Concrètement, treize mesures de ce type ont été prononcées sur l’Hérault cet été : trois à Sète, quatre à Béziers et six à Montpellier. Elles se basent sur des « faisceaux d’éléments » collectés par les forces de l’ordre, après une judiciarisation de l’affaire. Par exemple, un individu repéré plusieurs fois sur un point de deal peut se voir interdire d’y paraître.

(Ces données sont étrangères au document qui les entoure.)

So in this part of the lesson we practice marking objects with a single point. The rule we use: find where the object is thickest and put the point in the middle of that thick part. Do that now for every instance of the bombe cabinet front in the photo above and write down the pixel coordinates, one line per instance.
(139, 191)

Un outil supplémentaire pour les forces de l’ordre

Les forces de l’ordre sont chargées de contrôler les personnes soumises à ces interdictions. Vendredi, des policiers en tenue et une patrouille de la Bac étaient déployés pour cette mission. Le non-respect de ces arrêtés préfectoraux peut entraîner une peine de prison ferme pouvant aller jusqu’à six mois. Ce nouvel outil, comme celui des fermetures administratives de commerces, séduit les forces de l’ordre. « La surveillance de ces individus impliqués dans le trafic est déjà inscrite dans nos patrouilles, a indiqué la commissaire Selles. Avec cet outil, on peut avoir une attention plus particulière. C’est un levier de plus pour un individu dont on sait qu’il est impliqué, qui a beaucoup d’argent sur lui mais qui ne transporte pas de produit. »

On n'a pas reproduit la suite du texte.